Sage defends decision on Dome Valley landfill

Green MP Eugenie Sage has defended herself following a blistering attack by Social Credit on her decision to grant an Overseas Investment Office (OIO) consent to allow Chinese-owned Waste Management to purchase land in the Dome Valley for a proposed landfill.

Social Credit leader Chris Leitch said in a statement this month that tips were a “third world option” for rubbish disposal, while waste-to-energy plants had the potential to be “carbon negative and ecologically sound”.

Mr Leitch said Ms Sage, who was Minister for Land Information and Associate Minister for the Environment, was not even prepared to meet with an international company to talk about the potential of a waste-to-energy plant as an alternative to the proposed dump.

Mr Leitch further blasted the Green Party for supporting their MP, saying it made them the “dinosaurs of the international green movement”.

Mr Leitch said while most of the waste collected in New Zealand went into rubbish dumps, over 2000 pyrolytic plants operated across the world in countries such as Japan, Norway, Sweden, France, Germany, Belgium and elsewhere.

“They recover a substantial value of material from the waste stream before turning the remainder into electricity, slag for use in road building and ash,” he said.

“Emissions from the new generation plants are negligible, while rubbish dumps generated methane, said to be the worst of greenhouse gases, and have the possibility of leaching into waterways, killing fish and plant life.”

Mr Leitch said the Green Party in Germany were promoting a complete ban on land-filling by 2020.

In response, Ms Sage said the primary factor considered when granting a request to the OIO was whether the application “creates a substantial and identifiable benefit for New Zealand”.

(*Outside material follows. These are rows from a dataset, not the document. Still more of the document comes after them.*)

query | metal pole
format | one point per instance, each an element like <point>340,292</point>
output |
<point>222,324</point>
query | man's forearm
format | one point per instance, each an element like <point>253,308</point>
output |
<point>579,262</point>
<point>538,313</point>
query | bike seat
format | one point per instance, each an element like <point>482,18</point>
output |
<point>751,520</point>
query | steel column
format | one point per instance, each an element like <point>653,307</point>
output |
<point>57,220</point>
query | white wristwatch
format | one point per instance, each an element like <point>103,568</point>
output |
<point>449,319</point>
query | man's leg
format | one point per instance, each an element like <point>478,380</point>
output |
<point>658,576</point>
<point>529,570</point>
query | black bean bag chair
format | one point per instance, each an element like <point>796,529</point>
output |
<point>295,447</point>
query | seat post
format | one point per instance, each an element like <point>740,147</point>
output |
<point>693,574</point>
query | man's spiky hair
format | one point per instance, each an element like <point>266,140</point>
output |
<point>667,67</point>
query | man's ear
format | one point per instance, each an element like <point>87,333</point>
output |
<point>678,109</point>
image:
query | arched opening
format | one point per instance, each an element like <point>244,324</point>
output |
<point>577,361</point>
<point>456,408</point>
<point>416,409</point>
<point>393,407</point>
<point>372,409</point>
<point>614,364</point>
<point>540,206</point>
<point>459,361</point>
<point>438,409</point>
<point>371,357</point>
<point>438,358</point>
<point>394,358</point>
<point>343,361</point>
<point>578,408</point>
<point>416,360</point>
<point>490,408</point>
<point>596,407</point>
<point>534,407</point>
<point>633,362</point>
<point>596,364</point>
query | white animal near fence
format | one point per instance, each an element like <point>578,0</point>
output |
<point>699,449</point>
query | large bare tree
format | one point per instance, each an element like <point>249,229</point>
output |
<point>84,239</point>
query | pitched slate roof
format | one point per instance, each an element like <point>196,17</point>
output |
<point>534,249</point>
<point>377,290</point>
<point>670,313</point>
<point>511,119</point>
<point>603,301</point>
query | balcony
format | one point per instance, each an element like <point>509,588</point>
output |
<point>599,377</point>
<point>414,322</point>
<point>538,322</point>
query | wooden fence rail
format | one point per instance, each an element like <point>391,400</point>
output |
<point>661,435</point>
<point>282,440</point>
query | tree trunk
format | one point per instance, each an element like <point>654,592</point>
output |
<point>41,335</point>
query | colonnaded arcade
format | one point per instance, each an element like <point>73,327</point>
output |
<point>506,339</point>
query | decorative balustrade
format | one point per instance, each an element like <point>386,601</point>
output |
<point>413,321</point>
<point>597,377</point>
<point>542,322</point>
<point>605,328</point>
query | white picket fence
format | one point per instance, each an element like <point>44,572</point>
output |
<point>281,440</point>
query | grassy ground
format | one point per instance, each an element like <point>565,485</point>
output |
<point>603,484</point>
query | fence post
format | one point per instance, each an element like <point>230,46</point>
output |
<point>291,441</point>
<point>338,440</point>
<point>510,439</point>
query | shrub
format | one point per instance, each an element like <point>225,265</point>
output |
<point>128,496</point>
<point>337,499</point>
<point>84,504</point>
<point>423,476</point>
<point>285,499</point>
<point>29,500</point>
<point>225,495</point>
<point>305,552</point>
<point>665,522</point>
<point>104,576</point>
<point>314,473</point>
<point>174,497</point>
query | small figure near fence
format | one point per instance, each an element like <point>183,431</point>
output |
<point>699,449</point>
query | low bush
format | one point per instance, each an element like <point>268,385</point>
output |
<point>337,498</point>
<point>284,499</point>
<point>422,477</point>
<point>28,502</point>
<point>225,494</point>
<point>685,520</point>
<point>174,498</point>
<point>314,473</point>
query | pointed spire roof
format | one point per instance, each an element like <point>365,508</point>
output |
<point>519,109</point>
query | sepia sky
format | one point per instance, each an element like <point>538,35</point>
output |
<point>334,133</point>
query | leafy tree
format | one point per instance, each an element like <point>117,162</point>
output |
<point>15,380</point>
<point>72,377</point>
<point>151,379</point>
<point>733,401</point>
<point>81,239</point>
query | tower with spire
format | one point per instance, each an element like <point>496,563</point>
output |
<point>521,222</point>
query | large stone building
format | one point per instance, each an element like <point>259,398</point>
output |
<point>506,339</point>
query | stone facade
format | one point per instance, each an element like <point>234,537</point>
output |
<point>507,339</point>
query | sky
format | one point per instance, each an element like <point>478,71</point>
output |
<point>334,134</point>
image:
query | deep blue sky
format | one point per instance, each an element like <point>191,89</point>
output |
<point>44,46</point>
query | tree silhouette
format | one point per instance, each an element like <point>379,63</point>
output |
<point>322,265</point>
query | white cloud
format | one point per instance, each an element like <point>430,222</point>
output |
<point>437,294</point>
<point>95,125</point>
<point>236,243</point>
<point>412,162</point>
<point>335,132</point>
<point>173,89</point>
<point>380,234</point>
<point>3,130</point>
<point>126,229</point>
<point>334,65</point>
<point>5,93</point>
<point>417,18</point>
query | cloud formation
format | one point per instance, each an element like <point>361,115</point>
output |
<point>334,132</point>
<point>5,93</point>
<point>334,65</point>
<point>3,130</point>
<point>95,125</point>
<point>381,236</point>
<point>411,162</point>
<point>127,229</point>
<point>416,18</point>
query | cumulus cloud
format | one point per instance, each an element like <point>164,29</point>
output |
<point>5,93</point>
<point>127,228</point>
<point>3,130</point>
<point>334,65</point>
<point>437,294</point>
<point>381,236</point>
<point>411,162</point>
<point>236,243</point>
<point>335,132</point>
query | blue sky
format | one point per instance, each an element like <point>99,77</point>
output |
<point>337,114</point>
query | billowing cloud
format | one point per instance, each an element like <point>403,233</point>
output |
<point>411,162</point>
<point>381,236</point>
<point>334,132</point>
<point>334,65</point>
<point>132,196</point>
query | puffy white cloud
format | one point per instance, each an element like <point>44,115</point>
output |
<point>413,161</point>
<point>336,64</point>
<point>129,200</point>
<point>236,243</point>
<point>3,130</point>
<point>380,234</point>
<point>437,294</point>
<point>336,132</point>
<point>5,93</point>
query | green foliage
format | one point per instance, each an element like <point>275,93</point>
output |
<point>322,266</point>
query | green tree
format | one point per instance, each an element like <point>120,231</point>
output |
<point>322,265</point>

In her view, the application did that, noting that the landfill would create 50 to 100 jobs during the period of its construction.

She added that other issues around land use and water quality would be considered in detail through the resource consent process, currently being undertaken by Auckland Council.

Ms Sage said there were many complexities and competing claims around waste-to-energy incineration.

“Such plants have a high capital cost and require substantial investment. They also require consistently high volumes of waste as a “feedstock” on an ongoing basis,” she said.

Ms Sage said material that could be recycled could end up being sent to the waste-to- energy plant as feedstock. 

“Such plants also risk treating the atmosphere as a landfill,” she said.